[FEATURE REQ] Increase client-side timeout values and / or implement exponential-backoff retry logic for HTTP 408/429 errors.
Closed this issue · 3 comments
Describe the feature or improvement you are requesting
Ask - Update all Azure OpenAI SDKs, quick-start samples, and portal-generated code snippets to 1) set a default request timeout of 300s or 600s, 2) include built-in exponential-backoff retries for 408/429/500/503 with honor-Retry-After behavior, and 3) emit warnings when client-supplied timeouts are below 120 s. This prevents premature disconnects and improves the service reliability for customers using the SDK automatically.
Additional context
No response
Hi @jtanner-msft. Thank you for reaching out and for your suggestion. This opens an interesting line of inquiry about the right developer experience for long-running operations such as this. Generally, it is not desirable to have an HTTP request execute for 5-10 minutes with no feedback, as it opens the question "how do I know if this is working or has hung." We're looking into patterns that would potentially provide a more responsive experience around these so that an application receives feedback.
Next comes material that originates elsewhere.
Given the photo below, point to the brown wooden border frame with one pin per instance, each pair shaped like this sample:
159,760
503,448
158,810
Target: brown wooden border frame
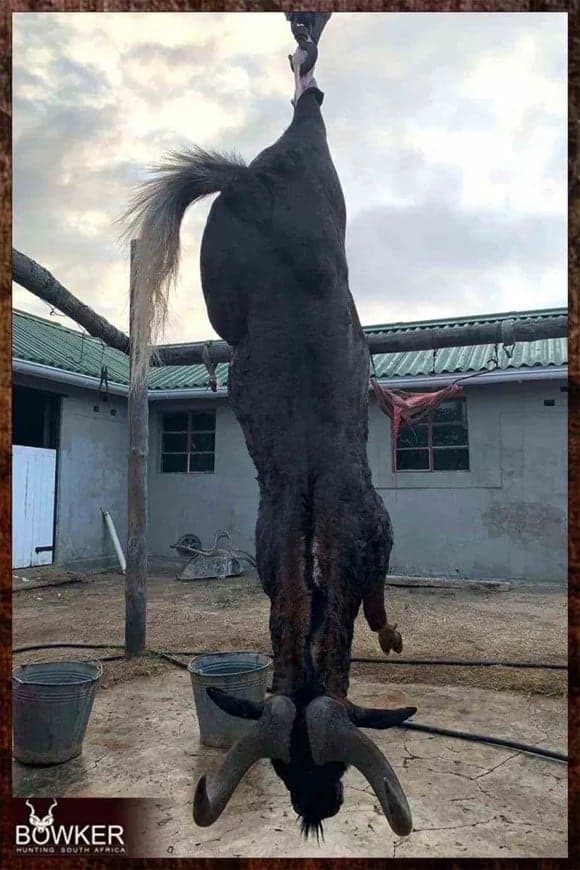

Your suggestion for adding context to samples to demonstrate setting a higher network timeout is a good one. We'll take a look at doing that in the short term.
Also, @jtanner-msft, I am not sure if you are aware, but you can change the timoute yourself. It's configurable using OpennAIClientOptions that can be passed to the client's constructors.
Also, the library does already honor the retry after headers: https://github.com/Azure/azure-sdk-for-net/blob/main/sdk/core/System.ClientModel/src/Pipeline/ClientRetryPolicy.cs#L300
Closing for now. We changed the error message of the exception thrown when a timeout happens to point users to documentation on how to adjust the timeout. Let's see if this fixes/alleviates the issue. If we still get feedback from users that it's not enough, we can reconsider adjusting the default timeout. But I don't want to do it prematurely as extending the timeout has negatives too.